OMA was significantly better than Mepo in improving the Asthma Quality of Life Questionnaire with a mean difference of 0.38 and a confidence interval of (0.21-0.55), p < 0.0001, without reaching the minimal clinically important difference of 0.5. No significant difference was seen in Asthma Control Questionnaire, forced expiratory volume in second 1 (FEV1), and Peak Expiratory Flow Rate (PEFR) improvement from baseline. Both medications were successful in reducing the calculated annualized rates of asthma exacerbations (AEs) vs placebo by approximately 50%. The heterogeneity score for the different comparisons were elevated except for the PEFR.
When compared indirectly via a network meta-analysis, the efficacy of OMA and Mepo was similar in the treatment of asthma that was not well controlled on at least high-dose ICS. The high heterogeneity observed and the different selection criteria for the use of the two drugs do not permit us to make any definitive recommendations for the preferential use of OMA vs Mepo in the patient populations studied. However, the current data do not suggest any major differences in efficacy.

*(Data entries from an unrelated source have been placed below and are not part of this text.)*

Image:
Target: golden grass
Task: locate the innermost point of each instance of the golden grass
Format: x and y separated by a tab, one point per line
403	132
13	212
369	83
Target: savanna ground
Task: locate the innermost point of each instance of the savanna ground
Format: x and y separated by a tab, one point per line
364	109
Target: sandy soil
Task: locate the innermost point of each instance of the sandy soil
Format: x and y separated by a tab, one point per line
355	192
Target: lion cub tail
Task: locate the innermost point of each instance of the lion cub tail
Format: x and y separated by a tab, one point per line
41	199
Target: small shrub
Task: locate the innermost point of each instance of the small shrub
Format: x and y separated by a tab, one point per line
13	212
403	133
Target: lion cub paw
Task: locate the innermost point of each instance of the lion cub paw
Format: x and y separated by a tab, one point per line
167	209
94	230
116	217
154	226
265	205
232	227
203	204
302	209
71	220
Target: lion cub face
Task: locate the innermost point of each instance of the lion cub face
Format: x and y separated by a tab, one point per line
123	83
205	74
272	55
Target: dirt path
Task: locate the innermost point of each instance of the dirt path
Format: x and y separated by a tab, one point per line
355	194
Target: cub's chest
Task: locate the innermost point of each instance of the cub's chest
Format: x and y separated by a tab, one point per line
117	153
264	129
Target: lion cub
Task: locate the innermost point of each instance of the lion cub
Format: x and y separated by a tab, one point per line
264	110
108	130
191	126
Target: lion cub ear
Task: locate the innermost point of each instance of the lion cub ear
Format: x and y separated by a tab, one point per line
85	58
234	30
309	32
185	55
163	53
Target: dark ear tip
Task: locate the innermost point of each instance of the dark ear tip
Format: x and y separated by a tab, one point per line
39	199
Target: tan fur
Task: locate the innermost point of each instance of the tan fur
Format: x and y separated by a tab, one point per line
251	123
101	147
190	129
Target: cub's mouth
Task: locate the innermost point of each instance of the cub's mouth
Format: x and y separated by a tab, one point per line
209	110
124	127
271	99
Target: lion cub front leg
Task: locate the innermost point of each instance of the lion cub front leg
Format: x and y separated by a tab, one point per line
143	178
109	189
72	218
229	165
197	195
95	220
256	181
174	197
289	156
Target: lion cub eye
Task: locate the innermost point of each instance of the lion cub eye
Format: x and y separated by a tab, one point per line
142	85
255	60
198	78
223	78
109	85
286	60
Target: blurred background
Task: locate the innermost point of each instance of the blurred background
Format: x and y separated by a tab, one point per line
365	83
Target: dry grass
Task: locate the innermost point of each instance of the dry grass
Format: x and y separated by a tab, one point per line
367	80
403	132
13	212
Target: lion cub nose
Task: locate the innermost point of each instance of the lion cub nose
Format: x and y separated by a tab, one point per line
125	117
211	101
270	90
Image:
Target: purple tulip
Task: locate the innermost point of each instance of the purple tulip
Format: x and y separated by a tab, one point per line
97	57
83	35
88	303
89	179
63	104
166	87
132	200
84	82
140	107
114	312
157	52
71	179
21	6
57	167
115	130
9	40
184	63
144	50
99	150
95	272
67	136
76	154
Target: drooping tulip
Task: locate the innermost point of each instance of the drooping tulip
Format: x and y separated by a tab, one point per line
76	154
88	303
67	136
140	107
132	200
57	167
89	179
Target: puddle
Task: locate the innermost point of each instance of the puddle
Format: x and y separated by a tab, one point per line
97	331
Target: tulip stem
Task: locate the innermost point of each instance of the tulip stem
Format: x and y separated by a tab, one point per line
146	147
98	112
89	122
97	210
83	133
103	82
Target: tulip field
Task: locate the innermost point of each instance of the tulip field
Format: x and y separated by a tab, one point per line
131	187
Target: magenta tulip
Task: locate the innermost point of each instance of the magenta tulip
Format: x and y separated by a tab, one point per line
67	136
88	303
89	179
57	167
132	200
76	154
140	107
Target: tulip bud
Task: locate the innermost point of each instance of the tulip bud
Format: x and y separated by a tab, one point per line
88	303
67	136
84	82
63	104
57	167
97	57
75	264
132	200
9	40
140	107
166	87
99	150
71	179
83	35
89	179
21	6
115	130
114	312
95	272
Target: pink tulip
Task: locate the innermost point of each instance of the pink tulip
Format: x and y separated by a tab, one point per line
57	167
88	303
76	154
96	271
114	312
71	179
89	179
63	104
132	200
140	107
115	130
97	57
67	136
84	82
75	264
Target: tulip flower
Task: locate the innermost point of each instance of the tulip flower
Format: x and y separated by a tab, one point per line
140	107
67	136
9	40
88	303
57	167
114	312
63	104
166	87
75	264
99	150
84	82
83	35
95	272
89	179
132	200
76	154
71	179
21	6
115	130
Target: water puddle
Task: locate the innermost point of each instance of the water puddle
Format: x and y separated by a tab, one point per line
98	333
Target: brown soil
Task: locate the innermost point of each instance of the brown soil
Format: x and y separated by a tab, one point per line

本研究旨在通过进行网状Meta分析,检验奥马珠单抗(OMA)和美泊利单抗(Mepo)治疗重度哮喘的相对疗效。
数据来源:对四个数据库从创建至2016年2月进行文献系统综述。
如果随机对照试验和队列研究涉及OMA和Mepo在治疗使用或未使用其他药物的吸入性糖皮质激素(ICSs)控制不佳的哮喘中的个体疗效,则予以考虑。
OMA在改善哮喘生活质量问卷方面显著优于Mepo,平均差值为0.38,置信区间为(0.21 - 0.55),p < 0.0001,但未达到最小临床重要差异0.5。在哮喘控制问卷、第1秒用力呼气量(FEV1)和呼气峰值流速(PEFR)自基线的改善方面未观察到显著差异。与安慰剂相比,两种药物均成功将计算得出的哮喘急性加重(AE)年化率降低了约50%。除PEFR外,不同比较的异质性得分均升高。
通过网状Meta分析间接比较时,OMA和Mepo在治疗至少高剂量ICS控制不佳的哮喘方面疗效相似。观察到的高异质性以及两种药物使用的不同选择标准,使我们无法对所研究患者群体中优先使用OMA还是Mepo做出任何明确建议。然而,目前的数据并未表明疗效存在任何重大差异。